Distribution and habitat
Among the clown fish, it is the most widespread species, present almost in all the area of its subfamily. It lives in the tropical waters of the Indo-Pacific. Is present, indicative title, from Tanzania to the Persian Gulf, to the island of Mauritius and to the Maldives, in Sri Lanka, to the Andaman Islands, in Thailand, Australia, Indonesia, Malaysia, New Guinea, Micronesia, Philippines, Taiwan and China up to to the south of Japan. In the southern hemisphere it reaches Tonga and New Caledonia. It lives only in the coral reefs of the areas indicated, at a maximum depth of 50-60 m, but can often be found even at less than 5 m of depth.
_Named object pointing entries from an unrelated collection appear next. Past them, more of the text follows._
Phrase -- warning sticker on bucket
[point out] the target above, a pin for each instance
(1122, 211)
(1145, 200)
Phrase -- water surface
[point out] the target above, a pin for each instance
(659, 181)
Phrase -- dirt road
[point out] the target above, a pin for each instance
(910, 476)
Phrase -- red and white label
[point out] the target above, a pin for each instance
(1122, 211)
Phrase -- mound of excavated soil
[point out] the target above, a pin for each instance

If we find ourselves in a barrier of these places then, it will not be difficult to find it, always in the company of other specimens and its symbiont anemone.Amphiprion clarkii pesce pagliaccio di Clark o coda gialla intotheblue.it
It feeds on phytoplankton (diatoms), zooplankton, annelids and zooplankton, which it captures with the typical expandable jaw mouth of planctivor fish. It also feeds on the food residues of the symbiont anemone.
Like all clown fish, it has a mutualistic symbiosis (which benefits all the species involved) with some species of sea anemones or actinias. Anemones are equipped with stinging nematocysts for almost all coral reef creatures, but the clownfish is immune to them due to a special mucosa that mimics their characteristics, so the anemone will recognize the body of the fish as a part of itself same. From this relationship the fish gains protection: no predator would ever come close to an anemone, so the fish just spies a danger into it.
In fact, all the clown fish have learned not to ever stray from their symbiotic anemone, and spend their whole lives there. Furthermore, the anemone is also a source of food for the fish, which sometimes performs a cleaning symbiosis: the fish obtains nourishment, and the anemone has no more parasites.
Another advantage for the actinia is, also for her, defense against predators: the butterfly fish (family Chaetodontidae) of coral reefs feed on the tentacles of anemone, but the small clownfish are excellent guardians and defend their home at the cost of life: in the end without the anemone the small fishes would be defenseless and immediately prey to one of the many predators of coral reefs. Another hypothesis of one of the advantages of the anemone, is that the clown fish acts as a bait for some of its predators, which to capture it would be blocked by the tentacles of the anemone, which thus take free food.